Donald Trump & His Threat to “Fed Independence”
AT A GLANCE
• Once “Trump’s guy,” Fed chairman Jerome Powell is now persona non grata.
• The Fed is an engine of inflation that debases the currency and fuels the boom-bust cycle.
• “Fed independence” is a red herring used to justify unaccountability.
• Based on the Fed’s figures, it’s hard to justify monetary easing, which Trump is demanding.
Ever since Donald Trump’s first presidential administration, his Establishment critics have left little to the imagination when describing the allegedly unprecedented threat that his actions pose to the fate of our Republic. In the wake of such hyperbole — including charges that President Trump was literally taking orders from the Kremlin — it is difficult for the average citizen to evaluate more esoteric accusations involving the conduct of monetary policy. Specifically, Trump’s recent demands that Fed Chairman Jerome Powell resign, and his attempted removal of Fed Governor Lisa Cook, have renewed a stream of claims that Trump’s “bullying” will distort financial markets and hamper the central bank’s ability to steer the economy.

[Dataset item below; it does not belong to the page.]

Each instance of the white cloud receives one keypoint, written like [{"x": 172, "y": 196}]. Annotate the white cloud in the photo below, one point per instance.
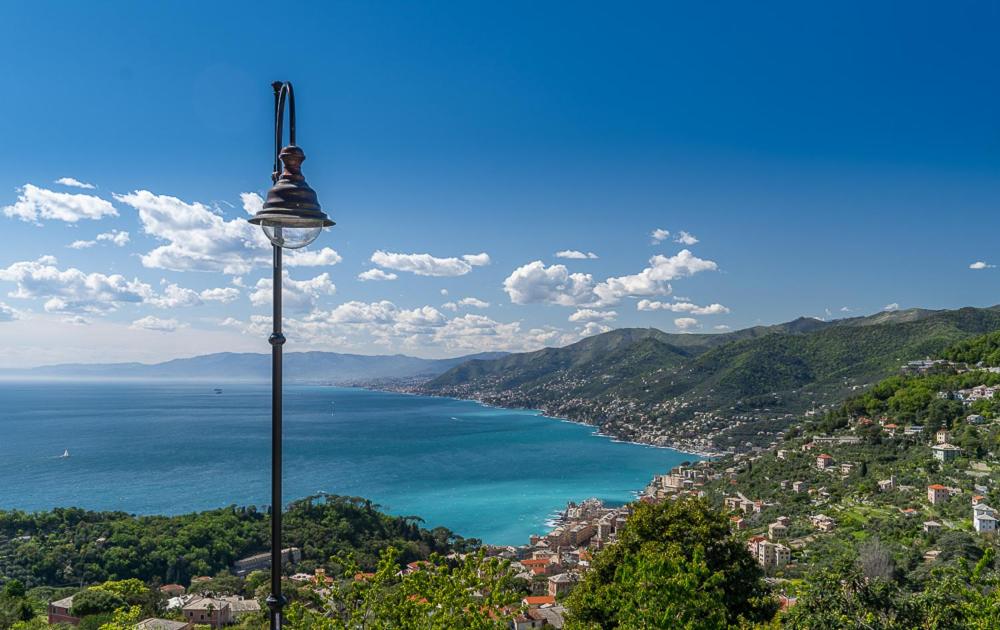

In the present article, I’ll give some historical context and theoretical framework to help the reader assess these accusations. As we’ll see, the critics are right that Trump is trying to influence monetary policy in a way that is at odds with the official narrative. Yet that official narrative is itself bogus; governments create central banks for the same reason any power center wants to control the money. In this sense, Trump’s actual sin is his transparency in his motivations. The myth of “Fed independence” largely serves to dupe the public into believing technocratic experts are in charge, when in reality the Fed has wrecked the dollar and spawned even worse boom-bust cycles since it has come on the scene.
Trump’s Long-running Feud With the Fed
Unlike the previous two Federal Reserve chairs (Ben Bernanke and Janet Yellen), who held Ph.D.s and built careers in academia, Jerome Powell earned his Juris Doctor at Georgetown and then spent decades in various roles in investment banking (as well as at the U.S. Treasury in the George H.W. Bush administration). He was initially nominated in late 2011 to the Federal Reserve’s seven-member Board of Governors by President Barack Obama, and took office in 2012. Ironically, it was President Trump himself who first nominated Powell in 2017 to become the chairman of the Board of Governors, replacing Janet Yellen; he actually became Fed chair in February 2018. After his initial four-year term, he was reappointed under President Joe Biden in 2022 after facing down hostility from some Democrats, including Senator Elizabeth Warren (D-Mass.), who had called him a “dangerous man” for allegedly loosening banking regulations during his first term.